Through the many incredible stories and recipes that were shared, it became evident that, for the people who told them, this was about much more than just food – this was a link to the homes that had to be left behind.

“It’s a connection to a story, a culture, a history that they left behind when they left their country, but to some extent they’ve also brought it with them and passed it on,” Stacey says. “They want to share their culture with their new home. I think that’s really important to a lot of people who seek asylum here – they want to bring something of what they had back home, the best parts of their lives back home, and share it.”

Food is a language we all speak, and sharing a story over a meal is a wonderful way to explore new cultures.

Food is the international language that everyone can share, and we see this sharing of cultures in today’s Australian cuisine. Vietnamese food, Somali food, Ethiopian food, Afghan food are all commonplace now, but all have come to Australia from refugee communities.

“Part of that is recreating this culture for their own communities, but part of it is about sharing their culture with their new home as well,” Stacey says.

Stacey’s favourite story and recipe is of a Rohingya woman from Burma called Noor.

“She talks about how growing up in Burma as a part of the Rohingya minority was incredibly hard,” Stacey explains. “When they left their country, they were homeless and hungry for a long time – they were in limbo, waiting to be resettled for many, many years.”

Noor was 11 when her family resettled in Australia, and the first meal Noor’s mother cooked when they arrived was a Rohingyan beef curry.
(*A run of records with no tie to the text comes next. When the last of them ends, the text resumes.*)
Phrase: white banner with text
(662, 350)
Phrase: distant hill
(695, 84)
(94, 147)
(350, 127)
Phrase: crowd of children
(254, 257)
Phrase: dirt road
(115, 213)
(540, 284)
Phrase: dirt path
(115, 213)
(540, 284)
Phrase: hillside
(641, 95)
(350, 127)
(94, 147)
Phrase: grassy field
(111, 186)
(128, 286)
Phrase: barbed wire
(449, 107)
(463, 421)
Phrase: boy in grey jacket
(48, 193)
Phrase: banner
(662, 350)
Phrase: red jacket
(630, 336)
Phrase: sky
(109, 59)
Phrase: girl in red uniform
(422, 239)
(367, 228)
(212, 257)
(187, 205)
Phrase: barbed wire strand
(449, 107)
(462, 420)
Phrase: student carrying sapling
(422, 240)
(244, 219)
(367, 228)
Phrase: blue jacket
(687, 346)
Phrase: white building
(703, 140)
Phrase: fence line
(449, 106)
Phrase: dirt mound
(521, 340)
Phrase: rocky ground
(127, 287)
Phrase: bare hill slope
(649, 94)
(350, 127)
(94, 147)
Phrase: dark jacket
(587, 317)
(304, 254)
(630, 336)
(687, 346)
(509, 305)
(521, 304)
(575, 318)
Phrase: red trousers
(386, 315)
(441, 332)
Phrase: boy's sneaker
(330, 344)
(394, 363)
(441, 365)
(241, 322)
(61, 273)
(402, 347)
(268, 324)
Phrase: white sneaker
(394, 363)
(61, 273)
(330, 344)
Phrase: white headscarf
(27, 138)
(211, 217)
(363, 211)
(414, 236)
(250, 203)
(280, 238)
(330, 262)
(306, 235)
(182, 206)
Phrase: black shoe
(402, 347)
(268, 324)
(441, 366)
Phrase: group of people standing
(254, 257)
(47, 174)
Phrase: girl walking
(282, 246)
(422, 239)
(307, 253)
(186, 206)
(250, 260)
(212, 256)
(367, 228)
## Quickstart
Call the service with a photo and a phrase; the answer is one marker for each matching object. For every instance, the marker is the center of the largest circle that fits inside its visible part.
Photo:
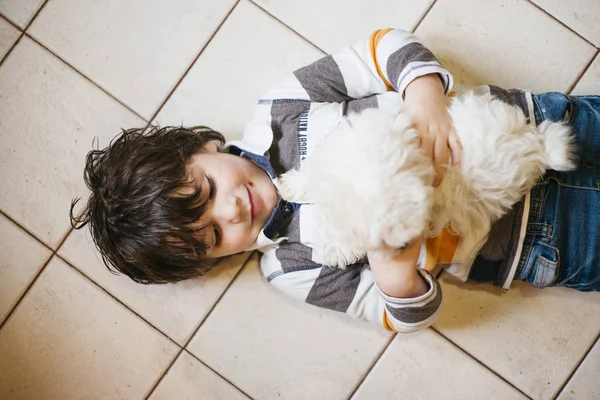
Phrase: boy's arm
(390, 59)
(357, 290)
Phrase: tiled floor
(73, 70)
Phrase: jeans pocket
(546, 272)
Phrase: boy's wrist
(396, 273)
(423, 86)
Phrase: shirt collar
(284, 211)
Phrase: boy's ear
(210, 147)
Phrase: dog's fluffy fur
(373, 185)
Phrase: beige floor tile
(590, 81)
(584, 385)
(189, 379)
(136, 49)
(175, 309)
(583, 16)
(334, 24)
(21, 257)
(533, 338)
(272, 347)
(240, 64)
(508, 43)
(8, 36)
(69, 340)
(20, 11)
(427, 366)
(50, 115)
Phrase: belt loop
(571, 111)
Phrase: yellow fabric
(373, 42)
(440, 249)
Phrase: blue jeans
(562, 242)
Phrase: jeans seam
(562, 184)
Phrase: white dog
(373, 185)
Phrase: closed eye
(212, 187)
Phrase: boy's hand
(425, 102)
(395, 272)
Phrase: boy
(166, 205)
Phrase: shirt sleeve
(387, 60)
(352, 290)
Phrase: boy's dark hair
(139, 220)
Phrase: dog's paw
(558, 144)
(292, 186)
(338, 257)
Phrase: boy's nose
(234, 211)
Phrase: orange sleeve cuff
(373, 42)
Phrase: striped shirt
(289, 122)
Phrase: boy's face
(243, 199)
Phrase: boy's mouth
(254, 206)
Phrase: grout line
(18, 303)
(85, 76)
(481, 363)
(368, 371)
(35, 15)
(184, 347)
(583, 72)
(561, 23)
(34, 280)
(189, 68)
(221, 376)
(4, 17)
(11, 49)
(21, 30)
(115, 298)
(423, 17)
(288, 27)
(14, 221)
(566, 382)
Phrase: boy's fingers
(441, 158)
(456, 147)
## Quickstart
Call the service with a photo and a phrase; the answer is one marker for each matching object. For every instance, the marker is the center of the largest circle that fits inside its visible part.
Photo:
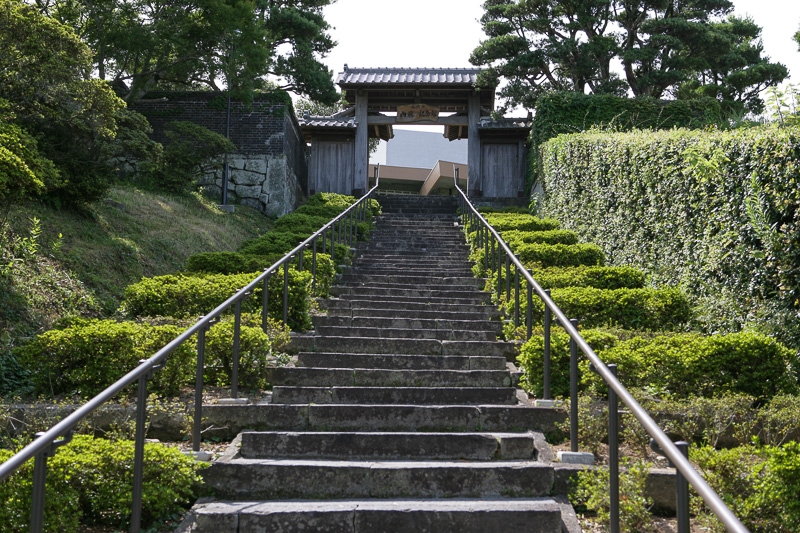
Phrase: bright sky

We’ve shared the recipe with you below.

“For them, it was not only food on the table,” Stacey says. “They were finally able to celebrate their culture – one that had been oppressed, which was why they had to flee.”

You can find Noor’s full story and recipe on the SBS Food website. To buy the Share a Meal, Share a Story cookbook, go to action.refugeecouncil.org.au. All funds raised go directly to the chefs and to support the advocacy of the Refugee Council of Australia. You can also choose your favourite recipes and cook them for a special Share a Meal, Share a Story fundraising dinner party or event, at which you can ask friends and family to donate to the Refugee Council, to help fund their work to create more humane refugee policies.

Noor’s Rohingyan beef curry

Serves 4
Prep time 15 minutes
Cook time 1 – 2 hours

You’ll need:

2 large onions, diced
1kg diced beef, with bones
1 large tomato, diced
2 potatoes, diced
1 tbsp garlic paste
2 tbsp ginger paste
1 tsp turmeric powder
1 tbsp red chilli powder 
1 tbsp coriander powder 
½ tbsp cumin powder 
3 tsp garam masala powder 
4 tbsp of any cooking oil
Optional garnish: coriander, green chilli

Method:

1. Heat oil on high heat in a large pot.
2. Add onions, garlic paste and ginger paste. Stir for 2-3 minutes until brown.
3. Add diced beef and bones and stir-fry for 2 minutes.
4. Add turmeric powder, red chilli powder, coriander and cumin. Stir-fry for 2 minutes.
5. Add in the garam masala and stir-fry for another 2 minutes.
6. Add 1 cup of water and diced tomatoes and cook on high heat for 5 minutes.
7. Slow cook on a low heat for 1-2 hours. The longer it’s slow cooked, the better it tastes.
8. Add the potatoes in the last half an hour.
9. Garnish with coriander and green chilli as preferred and serve with hot steamed rice.